Now, it goes without saying but a woman born in the 1890s living past one hundred years old was an exceptionally rare thing. Had Anne only lived an additional twenty years after retirement she would have died in the mid-1960s at the perfectly ‘normal’ age of 72. We would probably never have heard her story had she done so. To get a better feel for how important the time element is let’s consider her initial $5,000 lump sum received upon retirement. Had that been left for just twenty years to compound at a rate of 10% per annum (this is just an example figure not Anne’s annual total return) then it would’ve been worth approximately $33,000 at the end of the period. What if you double the length of the time to forty years? Well, in that case the total return more than quadruples to $140,000. If you then add just ten more years – extending the total “time in the market” to fifty years – then it quadruples again to just shy of $600,000.

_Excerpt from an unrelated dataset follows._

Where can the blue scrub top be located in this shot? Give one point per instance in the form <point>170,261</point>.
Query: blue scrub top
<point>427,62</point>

Time is money as they say. The second secret to her success was her extremely unconventional lifestyle. Whilst remaining unmarried and childless is of course not uncommon it did help Anne achieve a freakishly high savings rate. Add in numerous eccentricities such as never buying new furniture and wearing the same clothes for nigh on half a century and it allowed her to hit a rate of something like 80% according to her attorney. All that cash was then put into blue chip stocks and bonds and left to compound away.
Thirdly it appears that Anne was a consummate buy-and-hold investor. Many of her investments were in the list of best performing stocks of the last fifty years and would have generated returns of around 15% per annum during her investing lifetime. These were mainly big healthcare companies and consumer defensives; stocks that Anne knew well and which have consistently generated extremely high quality profits.
In addition she seems to have practiced sensible diversification in her portfolio. Although most of the focus will obviously be on the stocks and shares portion of her portfolio Anne also contained a healthy allocation of bonds and cash. When the equity bear markets came around this would have served her well. Finally, and perhaps most important of all, she always reinvested dividends without fail. You can probably link that point to her almost obsessive levels of frugality as well.
After all most of us would’ve started consuming our dividends at some point! But that wasn’t Anne Scheiber. Almost every action that she took post-retirement was about increasing her ownership of productive cash generating assets. It’s an eccentric life to lead – some might even say a little sad – but she leaves behind a huge legacy for someone who worked a 9-to-5 without ever getting a promotion.